Why do I feel this way?
I’ve had to ask myself that question more times than I can count ever since I met you. Seeing you smile incites my happiness, but when you’re smiling around another guy I just feel envy. It’s funny how in life the safest can be the most dangerous; because those you love the most can cause you to feel so much hatred.
“When a man learns to love, he must bear the risk of hatred.”
I love it when you hold my hand and we talk about the stars, deep within it’s like I should just put you behind bars and have you for myself alone, but I won’t be right to covet your attention. ‘I appreciate you fondly,’ that’s the best expression my lips can muster. I can’t tell you I love you, because I don’t know what it means to you, I don’t want to unconsciously awaken that promise in your heart and then fall short of the standards you hold for it.

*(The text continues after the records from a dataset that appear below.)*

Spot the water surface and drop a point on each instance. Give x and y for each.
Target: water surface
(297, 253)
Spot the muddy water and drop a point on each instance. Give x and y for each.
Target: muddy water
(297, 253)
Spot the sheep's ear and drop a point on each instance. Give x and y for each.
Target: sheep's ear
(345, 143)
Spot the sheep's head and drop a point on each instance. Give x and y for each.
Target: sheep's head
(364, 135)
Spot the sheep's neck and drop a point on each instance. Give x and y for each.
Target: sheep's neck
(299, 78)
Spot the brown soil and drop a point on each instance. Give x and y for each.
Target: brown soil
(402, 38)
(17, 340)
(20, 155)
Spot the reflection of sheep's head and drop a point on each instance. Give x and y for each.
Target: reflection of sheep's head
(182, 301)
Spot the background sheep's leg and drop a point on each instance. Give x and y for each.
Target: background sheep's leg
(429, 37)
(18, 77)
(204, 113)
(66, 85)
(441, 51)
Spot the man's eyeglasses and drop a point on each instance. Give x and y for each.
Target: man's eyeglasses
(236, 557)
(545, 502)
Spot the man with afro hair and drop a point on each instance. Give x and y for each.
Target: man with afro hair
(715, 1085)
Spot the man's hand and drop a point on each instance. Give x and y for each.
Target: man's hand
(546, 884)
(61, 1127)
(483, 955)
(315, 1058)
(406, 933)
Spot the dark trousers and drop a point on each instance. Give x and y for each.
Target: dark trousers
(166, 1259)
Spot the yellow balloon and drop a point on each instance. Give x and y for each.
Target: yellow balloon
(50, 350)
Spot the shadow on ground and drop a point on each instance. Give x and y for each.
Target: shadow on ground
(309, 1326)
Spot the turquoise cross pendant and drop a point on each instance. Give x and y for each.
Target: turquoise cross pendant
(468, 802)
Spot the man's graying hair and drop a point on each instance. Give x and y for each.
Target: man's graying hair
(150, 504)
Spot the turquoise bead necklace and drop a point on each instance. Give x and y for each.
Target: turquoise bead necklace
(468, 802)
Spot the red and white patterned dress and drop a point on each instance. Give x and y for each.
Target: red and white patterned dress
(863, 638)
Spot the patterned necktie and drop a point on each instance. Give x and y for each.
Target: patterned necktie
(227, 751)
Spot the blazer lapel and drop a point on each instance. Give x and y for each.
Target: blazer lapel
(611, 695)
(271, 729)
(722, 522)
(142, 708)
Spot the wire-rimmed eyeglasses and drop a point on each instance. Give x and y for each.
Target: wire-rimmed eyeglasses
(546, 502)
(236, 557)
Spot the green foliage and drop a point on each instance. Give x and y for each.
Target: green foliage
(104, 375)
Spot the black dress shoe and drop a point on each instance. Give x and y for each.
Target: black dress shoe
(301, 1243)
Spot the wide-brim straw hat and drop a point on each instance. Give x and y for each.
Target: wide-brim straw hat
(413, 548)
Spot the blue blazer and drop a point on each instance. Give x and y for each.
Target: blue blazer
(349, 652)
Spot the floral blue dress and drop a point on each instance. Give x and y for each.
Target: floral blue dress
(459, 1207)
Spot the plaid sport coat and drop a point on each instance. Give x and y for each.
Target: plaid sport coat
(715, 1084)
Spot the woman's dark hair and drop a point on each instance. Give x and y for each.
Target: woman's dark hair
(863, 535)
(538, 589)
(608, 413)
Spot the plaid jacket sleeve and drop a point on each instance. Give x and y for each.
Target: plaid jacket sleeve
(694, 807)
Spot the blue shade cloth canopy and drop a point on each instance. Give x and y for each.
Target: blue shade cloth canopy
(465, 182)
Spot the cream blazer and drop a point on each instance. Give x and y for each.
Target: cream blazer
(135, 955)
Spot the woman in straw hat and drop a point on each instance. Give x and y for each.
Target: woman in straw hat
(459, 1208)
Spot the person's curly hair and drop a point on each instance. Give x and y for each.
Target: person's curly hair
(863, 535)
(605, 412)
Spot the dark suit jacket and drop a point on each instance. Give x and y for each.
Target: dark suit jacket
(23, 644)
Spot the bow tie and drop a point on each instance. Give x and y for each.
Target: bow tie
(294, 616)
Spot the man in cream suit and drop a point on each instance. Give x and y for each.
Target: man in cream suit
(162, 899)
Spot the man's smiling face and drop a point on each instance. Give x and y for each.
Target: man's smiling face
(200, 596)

But there’s something I’m more afraid of, more than breaking your heart something stifles my thoughts when I mull over it and that is you breaking mine. It would be like standing before a firing squad and hearing the commander’s echoless cry; “Fire!” the blast of several guns, bullets rending my heart, and then, nothing more… never again would I see the light of day. Yes, I’m afraid that if my heart gets broken, never again would it yearn to be vulnerable.
Why do I feel this way?
Sometimes I ponder if it’s my hormones driving me or if I really want you. I don’t want ours to be the common story between boys and girls, I want something more, I want us to defy all odds, pass through the fire and come out as pure refined gold. I don’t believe relationships were ordained to go a certain way, I believe it depends upon the ones involved to create their own path, not follow others’ trails.
I perceive that this cry is from the deepest part of my heart, maybe that’s why my lips do not possess the understanding to effectively communicate it.
All they can do is ask “WHY DO I FEEL THIS WAY?”